With a major record label taking interest, the resultant pressures of recording took their toll on the ill-prepared, fragile young man. His descent into madness was swift and brutal. Johnston became fervently religious, seeing the devil on every street corner, in every stranger’s face. The subsequent years in the wilderness could not be avoided. Medications, institutions, bizarre appearances, and the eventual acceptance back into the bosom of his sad, unnerved family to play out a life that should not have been, that could have been so much more, seems like a familiar rock premise-turned-tragedy. In Johnston’s case, however, is something uniquely painful in all of this: his survival.

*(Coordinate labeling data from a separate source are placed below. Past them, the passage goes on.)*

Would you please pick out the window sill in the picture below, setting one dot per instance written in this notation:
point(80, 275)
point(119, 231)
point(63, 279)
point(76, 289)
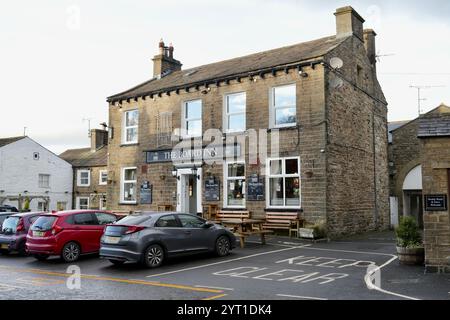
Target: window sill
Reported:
point(129, 144)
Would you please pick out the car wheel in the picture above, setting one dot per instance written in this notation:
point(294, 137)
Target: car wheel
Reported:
point(41, 257)
point(223, 246)
point(71, 252)
point(116, 262)
point(153, 256)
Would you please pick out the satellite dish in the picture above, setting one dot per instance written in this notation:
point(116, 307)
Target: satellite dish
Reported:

Feuerzeig became close friends with Johnston during the shooting of this film, which is no surprise, as it is hard to imagine anyone not wanting to know and befriend this man. Johnston represents our hopes of transcending mediocrity, the concern of not knowing what to do with success when you have it, and the deep-rooted fear in the psyche that none of us are ever that far from the edge of the abyss. His life and story are in many ways more important to us than that of Cobain, simply because he lived through what Kurt could not and oh my, oh my...

The Devil and Daniel Johnston won the Director’s Award at Sundance a year ago, and is finally being released theatrically in the US on March 31st, following a merry dance on the festival circuit worldwide. With the documentary genre enjoying an unprecedented stint of popularity, Feuerzeig’s film will surely triumph and provide some sort of validation for a man too long neglected.